Real estate agents adapt to iBuyers

Okay, back to Phoenix. Some realtors have told stories of going to listing appointments with landlords often and getting questions about selling to iBuyers, or the landlord has already printed an offer from an iBuyer and asked. the question to the agent. Or, sometimes the owner never brought up the subject of iBuyers, but a little later the agent noticed that he had sold the house to an iBuyer.

Buyer’s companies spend huge sums of money on advertising and owners get the message and ask questions. Mike DelPrete, mentioned above, estimates that around 40% of Phoenix sellers will receive an iBuyer offer before they put their home up for sale.

The attitude of realtors in Phoenix seems to have shifted over the past year to, “We need to get this under control and become experts on all the different ways homeowners can sell their homes so that we can give every home seller a gift. the information he needs. must make the best decision for their particular situation – whether to sell to one of the iBuyers, and if so, help them decide which one, or whether to sell the house the traditional way.

So the new thing that seems to be evolving in Phoenix is ​​that realtors represent the seller, get a bunch of iBuyer offers on behalf of the owner, analyze the offers and advise the owner on options, and coordinate everything with the iBuyer. according to the seller’s instructions, including repair negotiations.

It also looks like the system is evolving, so commission agents charge home sellers to represent them, this is less when the seller sells to an iBuyer, as there is less work for the agent when the seller sells to an iBuyer.

Some iBuyers will actually pay sellers’ agents a 1% referral commission. Or, of course, the seller and owner can sign an agreement before starting for the seller to pay the agent to represent them for a fee of X% if the seller sells to these iBuyers, Y% if the seller sells to these iBuyers, and Z% if the seller decides to list the house in MLS and sell it the traditional way.

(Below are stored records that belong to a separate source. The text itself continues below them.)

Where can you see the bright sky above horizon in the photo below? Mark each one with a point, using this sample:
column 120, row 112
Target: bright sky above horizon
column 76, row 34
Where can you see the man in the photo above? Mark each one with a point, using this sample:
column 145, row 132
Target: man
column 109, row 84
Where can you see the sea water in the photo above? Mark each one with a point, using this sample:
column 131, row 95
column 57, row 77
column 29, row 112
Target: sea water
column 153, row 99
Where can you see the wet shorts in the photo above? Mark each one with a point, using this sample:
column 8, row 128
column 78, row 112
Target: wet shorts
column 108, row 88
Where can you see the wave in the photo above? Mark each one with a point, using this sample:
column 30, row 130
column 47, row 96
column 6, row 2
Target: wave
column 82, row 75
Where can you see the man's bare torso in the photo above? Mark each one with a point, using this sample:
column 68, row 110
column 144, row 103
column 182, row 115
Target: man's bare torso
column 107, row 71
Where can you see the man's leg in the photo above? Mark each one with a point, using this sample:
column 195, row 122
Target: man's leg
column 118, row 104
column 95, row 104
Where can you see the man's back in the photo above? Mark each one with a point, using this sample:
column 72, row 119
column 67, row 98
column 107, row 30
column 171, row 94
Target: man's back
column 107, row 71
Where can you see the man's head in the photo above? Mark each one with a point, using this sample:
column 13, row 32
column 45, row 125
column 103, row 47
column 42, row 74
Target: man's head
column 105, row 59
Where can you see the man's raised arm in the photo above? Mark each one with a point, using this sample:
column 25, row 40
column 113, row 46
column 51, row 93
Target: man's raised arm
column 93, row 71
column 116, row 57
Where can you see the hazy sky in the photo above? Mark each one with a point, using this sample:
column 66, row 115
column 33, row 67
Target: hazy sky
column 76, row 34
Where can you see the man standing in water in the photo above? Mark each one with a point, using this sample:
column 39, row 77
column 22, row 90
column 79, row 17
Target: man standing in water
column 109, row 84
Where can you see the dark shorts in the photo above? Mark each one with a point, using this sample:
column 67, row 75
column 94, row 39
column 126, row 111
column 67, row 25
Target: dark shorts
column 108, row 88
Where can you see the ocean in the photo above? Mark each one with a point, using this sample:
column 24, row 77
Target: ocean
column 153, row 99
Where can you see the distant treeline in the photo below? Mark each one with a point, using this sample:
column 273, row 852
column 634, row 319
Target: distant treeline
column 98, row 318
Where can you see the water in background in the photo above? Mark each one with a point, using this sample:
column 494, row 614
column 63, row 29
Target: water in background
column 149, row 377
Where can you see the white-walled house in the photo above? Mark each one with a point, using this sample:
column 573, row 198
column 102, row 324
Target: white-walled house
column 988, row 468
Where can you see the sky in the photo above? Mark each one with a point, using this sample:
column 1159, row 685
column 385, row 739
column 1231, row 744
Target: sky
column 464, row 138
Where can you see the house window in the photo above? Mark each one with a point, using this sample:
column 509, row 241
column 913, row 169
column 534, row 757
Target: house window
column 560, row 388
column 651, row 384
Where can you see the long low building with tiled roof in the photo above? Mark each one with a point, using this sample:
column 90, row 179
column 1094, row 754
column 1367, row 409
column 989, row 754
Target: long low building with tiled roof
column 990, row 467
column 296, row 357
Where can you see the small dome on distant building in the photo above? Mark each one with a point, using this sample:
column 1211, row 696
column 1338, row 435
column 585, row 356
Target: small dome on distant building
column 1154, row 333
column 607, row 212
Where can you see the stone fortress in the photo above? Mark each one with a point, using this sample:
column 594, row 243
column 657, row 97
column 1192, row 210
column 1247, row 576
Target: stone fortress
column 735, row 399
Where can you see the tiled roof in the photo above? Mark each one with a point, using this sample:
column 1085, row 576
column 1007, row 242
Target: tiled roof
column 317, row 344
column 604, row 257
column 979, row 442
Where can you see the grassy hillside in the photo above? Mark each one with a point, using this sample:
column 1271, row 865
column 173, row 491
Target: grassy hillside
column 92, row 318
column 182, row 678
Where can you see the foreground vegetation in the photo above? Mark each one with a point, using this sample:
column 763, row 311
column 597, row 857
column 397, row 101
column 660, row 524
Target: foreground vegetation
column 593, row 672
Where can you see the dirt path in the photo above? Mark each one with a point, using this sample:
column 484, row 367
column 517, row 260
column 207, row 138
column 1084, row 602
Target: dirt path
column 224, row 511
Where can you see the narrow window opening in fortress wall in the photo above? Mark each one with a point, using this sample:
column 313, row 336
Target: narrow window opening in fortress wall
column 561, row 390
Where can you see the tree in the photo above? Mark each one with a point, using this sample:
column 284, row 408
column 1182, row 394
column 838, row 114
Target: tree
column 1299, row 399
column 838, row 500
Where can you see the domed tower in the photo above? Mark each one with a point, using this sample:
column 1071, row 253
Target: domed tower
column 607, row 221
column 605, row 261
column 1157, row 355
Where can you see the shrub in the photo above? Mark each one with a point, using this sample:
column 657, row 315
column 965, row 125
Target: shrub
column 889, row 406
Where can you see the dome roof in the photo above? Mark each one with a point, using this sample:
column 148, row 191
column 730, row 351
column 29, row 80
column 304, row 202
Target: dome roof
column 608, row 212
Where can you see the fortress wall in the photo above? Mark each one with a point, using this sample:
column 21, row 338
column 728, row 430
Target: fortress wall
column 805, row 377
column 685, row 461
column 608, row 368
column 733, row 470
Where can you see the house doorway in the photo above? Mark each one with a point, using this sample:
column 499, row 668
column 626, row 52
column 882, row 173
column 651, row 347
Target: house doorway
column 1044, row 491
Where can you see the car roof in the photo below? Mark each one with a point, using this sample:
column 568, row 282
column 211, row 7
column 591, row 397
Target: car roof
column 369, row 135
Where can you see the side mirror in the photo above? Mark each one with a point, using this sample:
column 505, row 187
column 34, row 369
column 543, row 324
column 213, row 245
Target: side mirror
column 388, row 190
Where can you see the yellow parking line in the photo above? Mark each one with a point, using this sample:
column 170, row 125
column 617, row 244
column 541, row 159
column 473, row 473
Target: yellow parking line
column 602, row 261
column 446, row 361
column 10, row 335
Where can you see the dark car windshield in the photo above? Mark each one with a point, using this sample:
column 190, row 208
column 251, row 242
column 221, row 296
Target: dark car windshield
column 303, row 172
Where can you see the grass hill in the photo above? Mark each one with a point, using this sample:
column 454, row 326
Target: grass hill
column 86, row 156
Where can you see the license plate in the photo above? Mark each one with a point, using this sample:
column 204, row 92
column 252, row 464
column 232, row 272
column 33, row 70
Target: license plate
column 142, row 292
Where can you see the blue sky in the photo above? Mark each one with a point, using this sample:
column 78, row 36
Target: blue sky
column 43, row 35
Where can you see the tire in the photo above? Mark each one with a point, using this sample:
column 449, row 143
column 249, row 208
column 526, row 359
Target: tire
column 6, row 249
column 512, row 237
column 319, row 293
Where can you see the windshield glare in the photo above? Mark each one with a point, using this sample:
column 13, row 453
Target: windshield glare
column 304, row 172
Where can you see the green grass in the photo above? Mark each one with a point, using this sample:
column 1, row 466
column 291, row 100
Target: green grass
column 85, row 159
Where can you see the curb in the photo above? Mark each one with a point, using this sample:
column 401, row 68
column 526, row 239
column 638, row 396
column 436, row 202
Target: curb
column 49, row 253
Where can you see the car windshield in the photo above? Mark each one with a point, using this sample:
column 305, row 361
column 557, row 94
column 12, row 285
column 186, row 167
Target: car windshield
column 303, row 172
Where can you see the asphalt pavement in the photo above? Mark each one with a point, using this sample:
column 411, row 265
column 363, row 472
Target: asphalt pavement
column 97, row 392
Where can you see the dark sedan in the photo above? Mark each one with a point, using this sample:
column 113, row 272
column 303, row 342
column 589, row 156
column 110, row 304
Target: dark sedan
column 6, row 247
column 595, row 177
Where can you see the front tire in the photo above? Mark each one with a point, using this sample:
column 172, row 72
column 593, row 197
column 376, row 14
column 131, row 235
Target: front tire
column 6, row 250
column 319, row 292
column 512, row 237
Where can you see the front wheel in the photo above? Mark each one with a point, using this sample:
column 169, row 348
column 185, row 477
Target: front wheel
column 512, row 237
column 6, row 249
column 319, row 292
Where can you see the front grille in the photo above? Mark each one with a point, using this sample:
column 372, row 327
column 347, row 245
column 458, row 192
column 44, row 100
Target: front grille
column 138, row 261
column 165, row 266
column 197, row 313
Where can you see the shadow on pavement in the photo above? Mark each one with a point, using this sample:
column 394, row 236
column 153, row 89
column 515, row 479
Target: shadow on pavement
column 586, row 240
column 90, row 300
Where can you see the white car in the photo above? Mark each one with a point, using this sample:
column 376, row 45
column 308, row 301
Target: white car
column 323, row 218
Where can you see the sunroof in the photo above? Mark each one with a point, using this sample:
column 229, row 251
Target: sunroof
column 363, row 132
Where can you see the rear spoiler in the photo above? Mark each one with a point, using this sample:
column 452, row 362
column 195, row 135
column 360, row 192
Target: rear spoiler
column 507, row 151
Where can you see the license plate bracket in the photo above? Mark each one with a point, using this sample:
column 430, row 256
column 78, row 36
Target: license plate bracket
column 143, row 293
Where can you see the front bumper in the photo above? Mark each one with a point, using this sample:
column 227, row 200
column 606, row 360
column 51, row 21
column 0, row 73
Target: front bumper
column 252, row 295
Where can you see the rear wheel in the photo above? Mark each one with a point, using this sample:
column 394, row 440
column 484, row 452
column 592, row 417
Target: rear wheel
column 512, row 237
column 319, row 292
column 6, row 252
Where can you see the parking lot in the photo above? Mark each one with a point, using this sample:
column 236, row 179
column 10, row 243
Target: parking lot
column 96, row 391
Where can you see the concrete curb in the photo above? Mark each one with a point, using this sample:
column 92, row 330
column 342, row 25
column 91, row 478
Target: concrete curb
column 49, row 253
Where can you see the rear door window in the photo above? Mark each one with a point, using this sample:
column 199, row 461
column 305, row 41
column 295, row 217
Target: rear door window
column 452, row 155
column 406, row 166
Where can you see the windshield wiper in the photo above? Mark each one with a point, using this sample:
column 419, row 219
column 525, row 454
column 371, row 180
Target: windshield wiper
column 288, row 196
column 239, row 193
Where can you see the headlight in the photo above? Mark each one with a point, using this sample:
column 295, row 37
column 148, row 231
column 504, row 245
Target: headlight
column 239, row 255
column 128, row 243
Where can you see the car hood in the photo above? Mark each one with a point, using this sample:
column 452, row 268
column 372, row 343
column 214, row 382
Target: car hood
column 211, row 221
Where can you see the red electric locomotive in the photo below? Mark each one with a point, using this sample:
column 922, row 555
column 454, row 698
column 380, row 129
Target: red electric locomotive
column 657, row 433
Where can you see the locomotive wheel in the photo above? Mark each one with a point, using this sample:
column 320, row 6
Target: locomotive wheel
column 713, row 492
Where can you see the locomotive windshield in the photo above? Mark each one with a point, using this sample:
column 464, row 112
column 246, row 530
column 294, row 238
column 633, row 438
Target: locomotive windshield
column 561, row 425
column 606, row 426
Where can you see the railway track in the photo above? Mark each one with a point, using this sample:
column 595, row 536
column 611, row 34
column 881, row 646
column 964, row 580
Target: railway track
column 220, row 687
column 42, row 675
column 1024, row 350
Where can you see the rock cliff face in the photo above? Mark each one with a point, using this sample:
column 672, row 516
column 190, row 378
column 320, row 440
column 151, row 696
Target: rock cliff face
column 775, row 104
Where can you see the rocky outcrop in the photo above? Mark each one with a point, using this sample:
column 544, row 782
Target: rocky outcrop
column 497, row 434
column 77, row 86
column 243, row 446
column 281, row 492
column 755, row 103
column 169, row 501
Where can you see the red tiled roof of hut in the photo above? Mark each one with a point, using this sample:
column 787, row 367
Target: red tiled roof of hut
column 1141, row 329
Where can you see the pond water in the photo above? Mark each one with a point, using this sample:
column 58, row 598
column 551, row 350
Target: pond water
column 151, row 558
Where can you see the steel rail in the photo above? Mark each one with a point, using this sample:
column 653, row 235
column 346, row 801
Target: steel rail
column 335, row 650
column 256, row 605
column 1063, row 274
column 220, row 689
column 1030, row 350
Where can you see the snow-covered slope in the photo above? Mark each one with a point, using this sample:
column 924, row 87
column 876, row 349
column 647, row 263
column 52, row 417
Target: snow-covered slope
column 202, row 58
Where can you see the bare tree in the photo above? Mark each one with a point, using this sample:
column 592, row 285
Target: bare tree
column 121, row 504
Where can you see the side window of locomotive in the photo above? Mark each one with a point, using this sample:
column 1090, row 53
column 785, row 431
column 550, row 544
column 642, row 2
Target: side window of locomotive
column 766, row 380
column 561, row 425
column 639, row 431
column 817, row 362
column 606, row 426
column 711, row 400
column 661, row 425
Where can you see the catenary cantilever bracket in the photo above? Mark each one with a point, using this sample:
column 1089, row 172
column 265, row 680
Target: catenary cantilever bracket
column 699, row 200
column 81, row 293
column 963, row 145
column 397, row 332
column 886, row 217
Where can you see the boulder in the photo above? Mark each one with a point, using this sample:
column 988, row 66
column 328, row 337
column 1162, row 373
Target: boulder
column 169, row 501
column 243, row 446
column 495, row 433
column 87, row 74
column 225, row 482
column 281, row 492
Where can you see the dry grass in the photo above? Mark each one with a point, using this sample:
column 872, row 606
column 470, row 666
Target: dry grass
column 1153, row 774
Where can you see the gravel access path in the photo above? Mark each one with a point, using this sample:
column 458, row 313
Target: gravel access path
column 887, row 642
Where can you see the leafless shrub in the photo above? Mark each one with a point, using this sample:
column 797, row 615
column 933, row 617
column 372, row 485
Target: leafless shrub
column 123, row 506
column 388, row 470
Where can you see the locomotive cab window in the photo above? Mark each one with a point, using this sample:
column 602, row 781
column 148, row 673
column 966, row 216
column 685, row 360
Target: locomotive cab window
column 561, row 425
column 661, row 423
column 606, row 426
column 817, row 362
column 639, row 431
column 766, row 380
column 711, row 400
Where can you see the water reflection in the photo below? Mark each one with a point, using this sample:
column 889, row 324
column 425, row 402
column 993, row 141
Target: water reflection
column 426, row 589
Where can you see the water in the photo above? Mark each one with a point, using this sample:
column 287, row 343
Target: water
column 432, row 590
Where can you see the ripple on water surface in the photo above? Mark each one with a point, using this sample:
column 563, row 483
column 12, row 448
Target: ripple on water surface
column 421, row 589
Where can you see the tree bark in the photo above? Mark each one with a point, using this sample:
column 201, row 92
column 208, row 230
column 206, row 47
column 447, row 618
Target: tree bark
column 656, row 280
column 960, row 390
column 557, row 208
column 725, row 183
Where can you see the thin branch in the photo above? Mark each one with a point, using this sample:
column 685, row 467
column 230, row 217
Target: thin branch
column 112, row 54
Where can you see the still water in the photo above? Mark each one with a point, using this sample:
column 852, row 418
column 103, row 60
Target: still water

This idea of ​​real estate agents becoming iBuyer experts as well as traditional home selling experts has become common enough in Phoenix that a few agents Classes to teach agents how to do it.

In a future post, I’ll talk about the other end of the deal and give you some tips on buying D’iBuyers homes. After all, iBuyers don’t just buy over a thousand homes per month in Phoenix, they also sell over a thousand homes per month in Phoenix, and they behave differently than your average home seller.